In vitro kinase assay

His-PIM1 WT and KD were generated as previously described (Zhang et al., 2008). H1299 cells transfected with HA-ASK1 were treated with 500 μM H2O2 for 30 minutes and cell lysate was prepared by lyses buffer. Aliquots of the lysates were immunoprecipitated with anti-HA antibodies (2 μl/sample) overnight and then incubated with protein A-Sepharose beads (40 μl/sample) (Invitrogen) for another 2 h. The beads were washed with lysis buffer 3 times and then added with his-PIM1 WT, his-PIM KD in the presence of 10 μCi γ-32P-ATP (PerkinElmer Life Sciences) and 30 μl of kinase buffer containing 20 mM Tris (pH 7.5), 10 mM MgCl2 for 30 min. The reaction was stopped by adding protein loading 4X SDS buffer and boiling for 5 min.

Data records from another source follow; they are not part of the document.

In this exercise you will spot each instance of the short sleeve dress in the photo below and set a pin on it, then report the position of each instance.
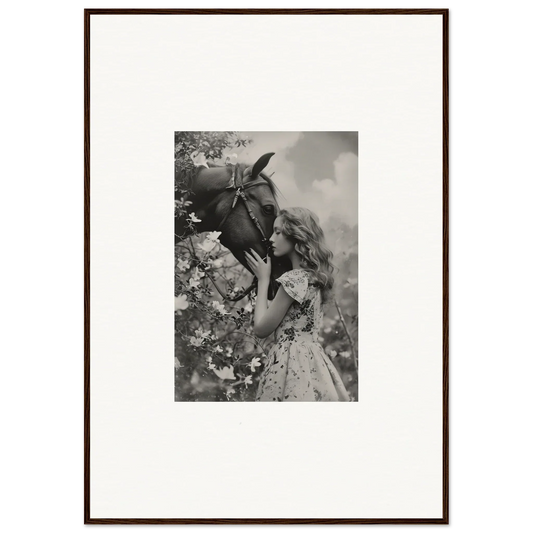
(297, 368)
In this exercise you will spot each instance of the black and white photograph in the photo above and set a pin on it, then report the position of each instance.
(266, 266)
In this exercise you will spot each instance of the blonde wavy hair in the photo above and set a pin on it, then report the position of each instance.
(301, 226)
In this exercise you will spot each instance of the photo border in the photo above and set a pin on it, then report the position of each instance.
(86, 13)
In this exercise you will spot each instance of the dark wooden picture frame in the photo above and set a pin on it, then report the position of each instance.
(86, 14)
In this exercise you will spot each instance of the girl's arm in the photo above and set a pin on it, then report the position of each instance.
(267, 319)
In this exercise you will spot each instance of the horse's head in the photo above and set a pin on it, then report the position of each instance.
(240, 202)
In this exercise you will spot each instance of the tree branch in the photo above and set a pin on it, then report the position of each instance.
(348, 335)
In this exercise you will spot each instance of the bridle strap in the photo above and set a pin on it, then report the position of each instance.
(239, 193)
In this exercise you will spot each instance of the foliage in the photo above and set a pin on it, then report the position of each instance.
(217, 356)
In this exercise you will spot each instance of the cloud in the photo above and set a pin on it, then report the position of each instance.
(335, 195)
(339, 196)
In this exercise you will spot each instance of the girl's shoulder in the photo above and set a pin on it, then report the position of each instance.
(295, 282)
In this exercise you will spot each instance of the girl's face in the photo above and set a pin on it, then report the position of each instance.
(281, 245)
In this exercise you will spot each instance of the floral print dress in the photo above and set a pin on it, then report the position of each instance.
(297, 368)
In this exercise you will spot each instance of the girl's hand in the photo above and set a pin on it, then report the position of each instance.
(260, 269)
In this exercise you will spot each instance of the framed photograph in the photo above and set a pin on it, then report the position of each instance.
(285, 173)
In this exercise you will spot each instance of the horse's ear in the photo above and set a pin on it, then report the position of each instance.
(260, 164)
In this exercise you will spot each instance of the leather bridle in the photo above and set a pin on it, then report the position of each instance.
(239, 193)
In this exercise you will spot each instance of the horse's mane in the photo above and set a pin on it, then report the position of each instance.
(185, 175)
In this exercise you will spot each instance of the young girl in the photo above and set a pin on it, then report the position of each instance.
(297, 369)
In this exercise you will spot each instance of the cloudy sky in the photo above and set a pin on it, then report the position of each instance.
(317, 170)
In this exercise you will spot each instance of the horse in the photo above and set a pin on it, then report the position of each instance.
(240, 201)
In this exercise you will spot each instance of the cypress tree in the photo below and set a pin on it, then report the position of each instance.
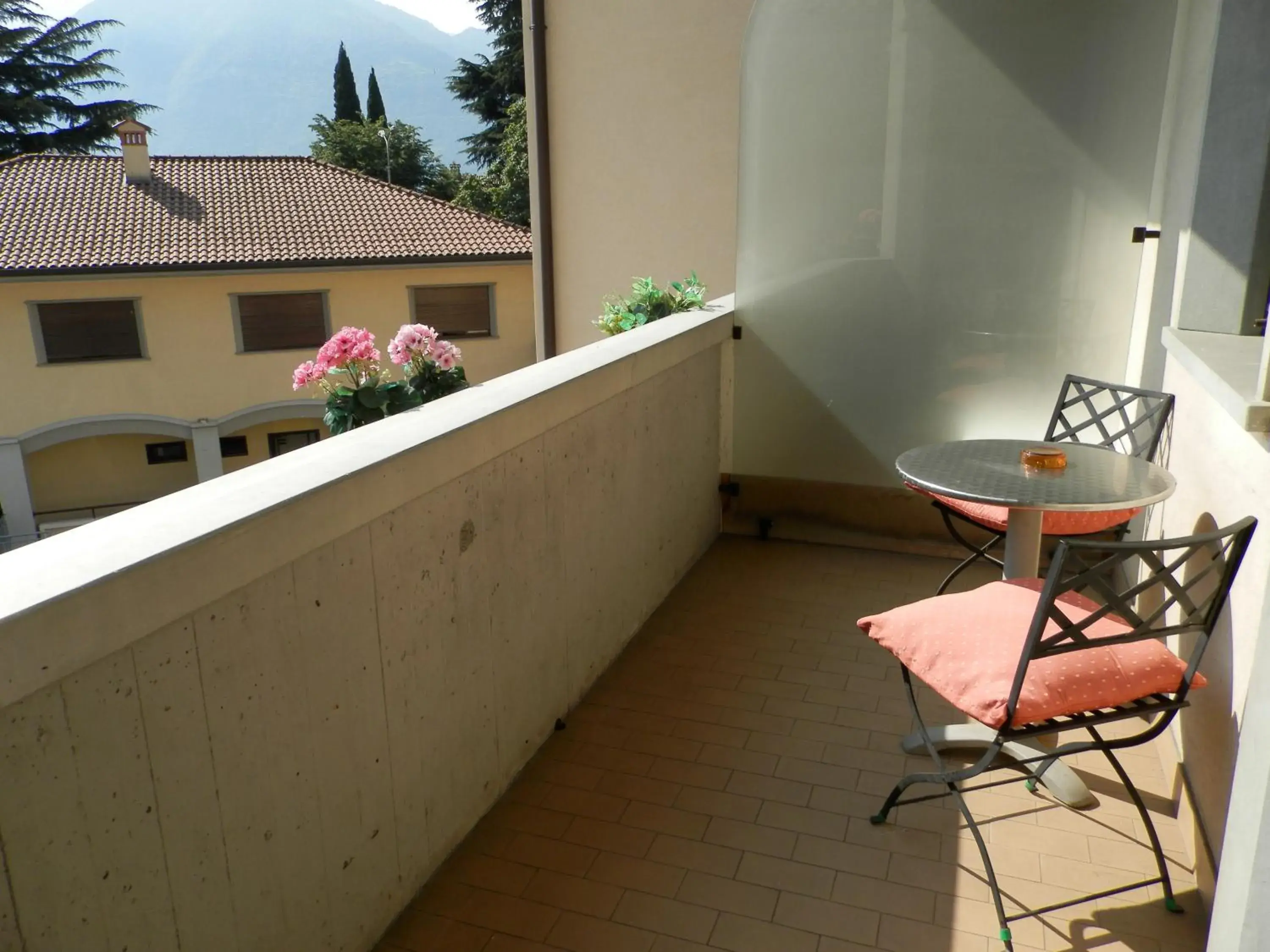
(348, 106)
(374, 101)
(46, 79)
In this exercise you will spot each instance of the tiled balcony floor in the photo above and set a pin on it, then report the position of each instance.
(713, 792)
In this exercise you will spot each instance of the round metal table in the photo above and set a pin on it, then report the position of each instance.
(990, 471)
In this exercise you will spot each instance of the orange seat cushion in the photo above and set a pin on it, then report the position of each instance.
(967, 649)
(1053, 523)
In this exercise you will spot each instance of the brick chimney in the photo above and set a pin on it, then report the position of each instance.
(136, 151)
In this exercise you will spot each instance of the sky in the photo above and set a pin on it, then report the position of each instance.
(450, 16)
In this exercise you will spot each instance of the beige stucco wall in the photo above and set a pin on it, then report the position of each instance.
(193, 371)
(258, 440)
(1223, 474)
(644, 103)
(102, 471)
(281, 697)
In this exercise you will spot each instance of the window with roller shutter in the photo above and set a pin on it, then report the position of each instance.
(285, 322)
(456, 310)
(69, 332)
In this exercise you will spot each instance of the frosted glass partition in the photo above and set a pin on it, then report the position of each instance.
(936, 206)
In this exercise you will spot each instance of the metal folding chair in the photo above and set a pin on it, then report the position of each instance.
(1123, 419)
(1178, 587)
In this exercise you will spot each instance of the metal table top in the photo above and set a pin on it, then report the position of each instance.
(988, 471)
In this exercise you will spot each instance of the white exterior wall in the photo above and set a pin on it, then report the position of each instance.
(265, 714)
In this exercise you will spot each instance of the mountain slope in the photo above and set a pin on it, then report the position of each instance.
(247, 77)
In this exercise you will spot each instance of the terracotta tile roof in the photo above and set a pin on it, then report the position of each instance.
(77, 215)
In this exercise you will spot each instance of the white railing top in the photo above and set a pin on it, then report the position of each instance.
(79, 596)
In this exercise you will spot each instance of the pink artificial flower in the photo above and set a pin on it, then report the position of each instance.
(306, 374)
(348, 344)
(446, 355)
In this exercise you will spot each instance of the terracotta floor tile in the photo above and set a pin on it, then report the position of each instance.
(896, 935)
(657, 746)
(750, 669)
(663, 819)
(712, 734)
(773, 688)
(848, 857)
(718, 804)
(743, 935)
(510, 944)
(586, 803)
(756, 721)
(818, 823)
(665, 944)
(754, 715)
(897, 839)
(667, 917)
(552, 855)
(690, 855)
(752, 785)
(530, 819)
(883, 897)
(583, 933)
(560, 891)
(492, 874)
(738, 759)
(610, 837)
(690, 775)
(785, 747)
(507, 914)
(728, 895)
(423, 932)
(648, 790)
(825, 918)
(751, 837)
(643, 875)
(563, 773)
(832, 734)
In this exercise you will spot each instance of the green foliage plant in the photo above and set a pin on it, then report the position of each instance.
(648, 303)
(375, 101)
(348, 106)
(49, 78)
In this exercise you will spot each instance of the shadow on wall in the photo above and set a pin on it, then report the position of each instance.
(1208, 732)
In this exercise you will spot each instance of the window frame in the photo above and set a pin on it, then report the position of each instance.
(185, 448)
(247, 448)
(37, 330)
(237, 315)
(273, 440)
(492, 286)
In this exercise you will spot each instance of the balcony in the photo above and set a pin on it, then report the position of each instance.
(313, 705)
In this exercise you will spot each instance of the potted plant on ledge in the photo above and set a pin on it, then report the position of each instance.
(347, 370)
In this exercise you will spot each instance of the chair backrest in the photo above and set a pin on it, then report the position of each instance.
(1182, 588)
(1126, 419)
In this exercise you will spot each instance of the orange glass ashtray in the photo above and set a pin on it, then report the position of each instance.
(1043, 459)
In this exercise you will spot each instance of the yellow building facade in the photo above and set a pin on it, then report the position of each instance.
(84, 435)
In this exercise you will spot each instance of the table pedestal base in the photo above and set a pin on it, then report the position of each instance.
(1060, 779)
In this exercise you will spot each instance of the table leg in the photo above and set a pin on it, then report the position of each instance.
(1023, 544)
(1060, 779)
(1023, 561)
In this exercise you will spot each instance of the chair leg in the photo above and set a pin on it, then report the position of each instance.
(977, 553)
(1005, 935)
(1170, 903)
(950, 779)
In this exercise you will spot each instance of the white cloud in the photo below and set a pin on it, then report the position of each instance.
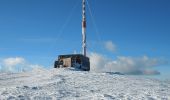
(16, 64)
(13, 61)
(126, 65)
(110, 46)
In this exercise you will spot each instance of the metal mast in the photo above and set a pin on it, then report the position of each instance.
(84, 27)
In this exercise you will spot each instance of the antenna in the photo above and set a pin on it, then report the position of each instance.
(84, 27)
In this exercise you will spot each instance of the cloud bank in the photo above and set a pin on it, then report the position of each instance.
(110, 46)
(126, 65)
(16, 64)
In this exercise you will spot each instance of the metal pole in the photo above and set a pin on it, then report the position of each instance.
(84, 27)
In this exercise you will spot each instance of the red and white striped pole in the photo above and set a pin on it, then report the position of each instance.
(84, 27)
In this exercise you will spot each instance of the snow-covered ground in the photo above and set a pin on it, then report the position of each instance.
(68, 84)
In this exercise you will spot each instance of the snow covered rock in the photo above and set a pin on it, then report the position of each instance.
(69, 84)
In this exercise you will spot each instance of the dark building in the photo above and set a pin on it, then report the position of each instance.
(80, 61)
(73, 60)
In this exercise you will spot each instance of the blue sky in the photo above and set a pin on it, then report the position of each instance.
(39, 30)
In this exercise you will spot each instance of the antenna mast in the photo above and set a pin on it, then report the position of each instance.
(84, 27)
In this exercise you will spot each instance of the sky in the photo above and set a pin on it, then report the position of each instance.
(134, 33)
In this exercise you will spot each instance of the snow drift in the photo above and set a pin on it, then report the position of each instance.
(69, 84)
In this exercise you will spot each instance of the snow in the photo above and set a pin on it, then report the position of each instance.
(70, 84)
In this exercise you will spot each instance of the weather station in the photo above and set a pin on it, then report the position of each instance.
(80, 61)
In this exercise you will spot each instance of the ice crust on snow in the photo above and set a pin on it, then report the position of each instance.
(71, 84)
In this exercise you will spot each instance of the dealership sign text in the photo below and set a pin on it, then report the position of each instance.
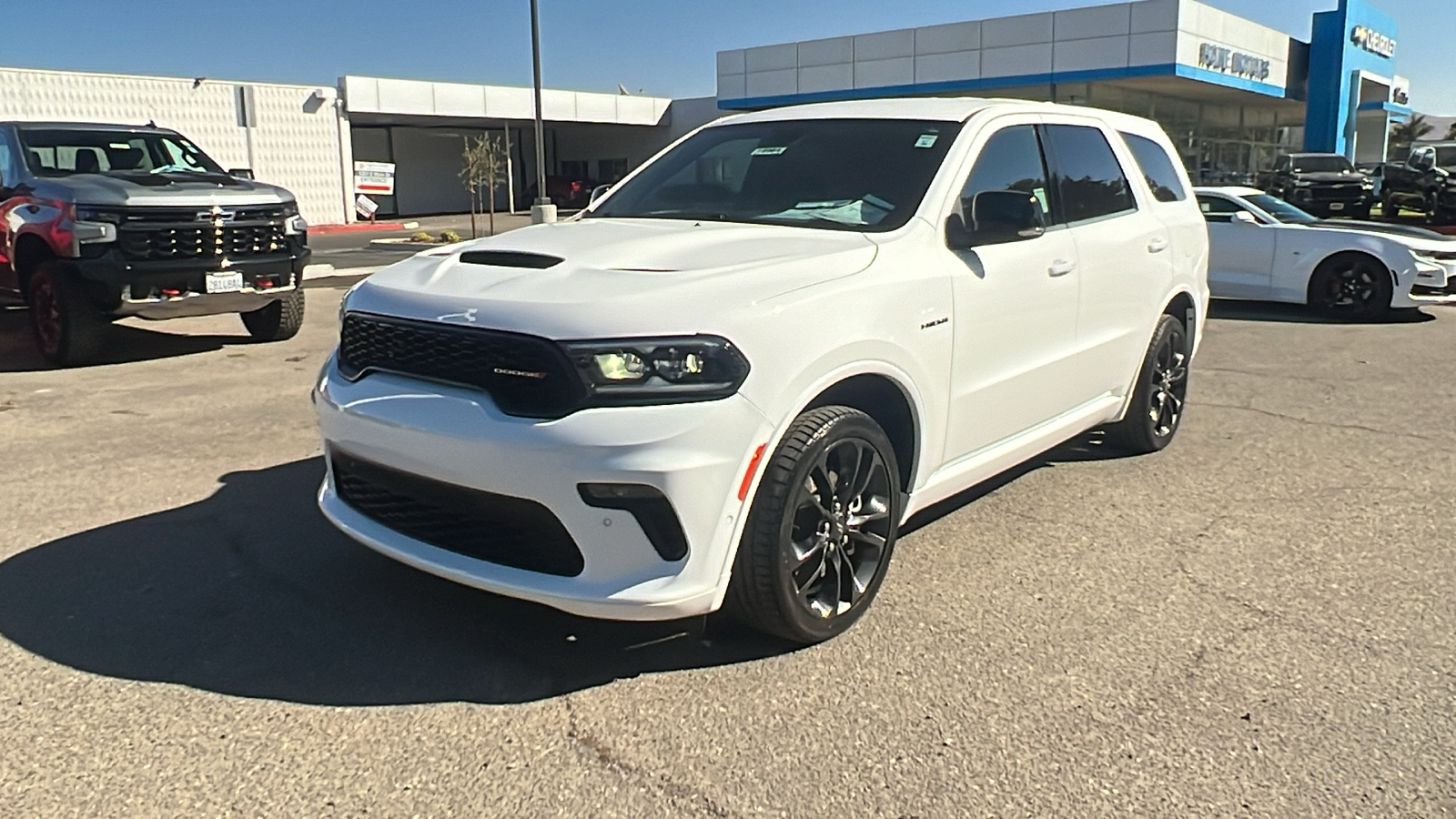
(1373, 41)
(1230, 62)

The samples were subjected to SDS-PAGE and analyzed by autoradiography to determine the phosphorylation status of ASK1 by PIM1. The kinase activity of ASK1 was measured using myelin basic protein as substrate which was added to the immunoprecipitated ASK1 from HA-ASK1 and PIM1 (WT or KD) co-transfection samples.

Co-immunoprecipitation

Cells were transfected with the indicated plasmid for 24 h and then were lysed in lysis buffer for 30 min with brief sonication. After centrifugation at 13,000 rpm for 15 min., the supernatant was immunoprecipitated with anti-HA antibody overnight at 4°C to pull down PIM1 or ASK1. Protein A-Sepharose (40 μl/sample) was added for 2 h, and followed with three washes with lysis buffer. The beads were added to 40 μl of 2X SDS buffer and boiled for 5 min. The samples were then subjected to SDS-PAGE and analyzed by Western blot using both anti-ASK1 and anti-FLAG antibodies to check for interaction between them.

Cell viability assay

H1299 cells were transfected with various plasmids as indicated at a confluence of 70%. Twenty-four hours after transfection, cells were treated with 100 μM H2O2 for 16 h and cell viability was determined by Celltiter-Glo Luminescent cell viability assay (Promega) according to the manufacturer’s instruction.

Cell death assay

H1299 cells were plated on the coverslip inside of 24 well plate and co-transfected with ASK1, vector alone or PIM1 (WT or KD) and GFP plasmid as transfection control for 24h, and cells were treated with H2O2 100 μM for 16 h. After washing with PBS, an in situ cell death detection kit (TMR red) was used according to the manufacture’s instruction (Roche) to detect apoptosis by labeling of DNA strand breaks by terminal deoxynucleotidyl transferase-mediated TMR red dUTP-nick end labeling-fluorescence (TUNEL). Confocal microscopy (Zeiss LSM510) was used to assess the percentage of TUNEL-GFP-double positive cells.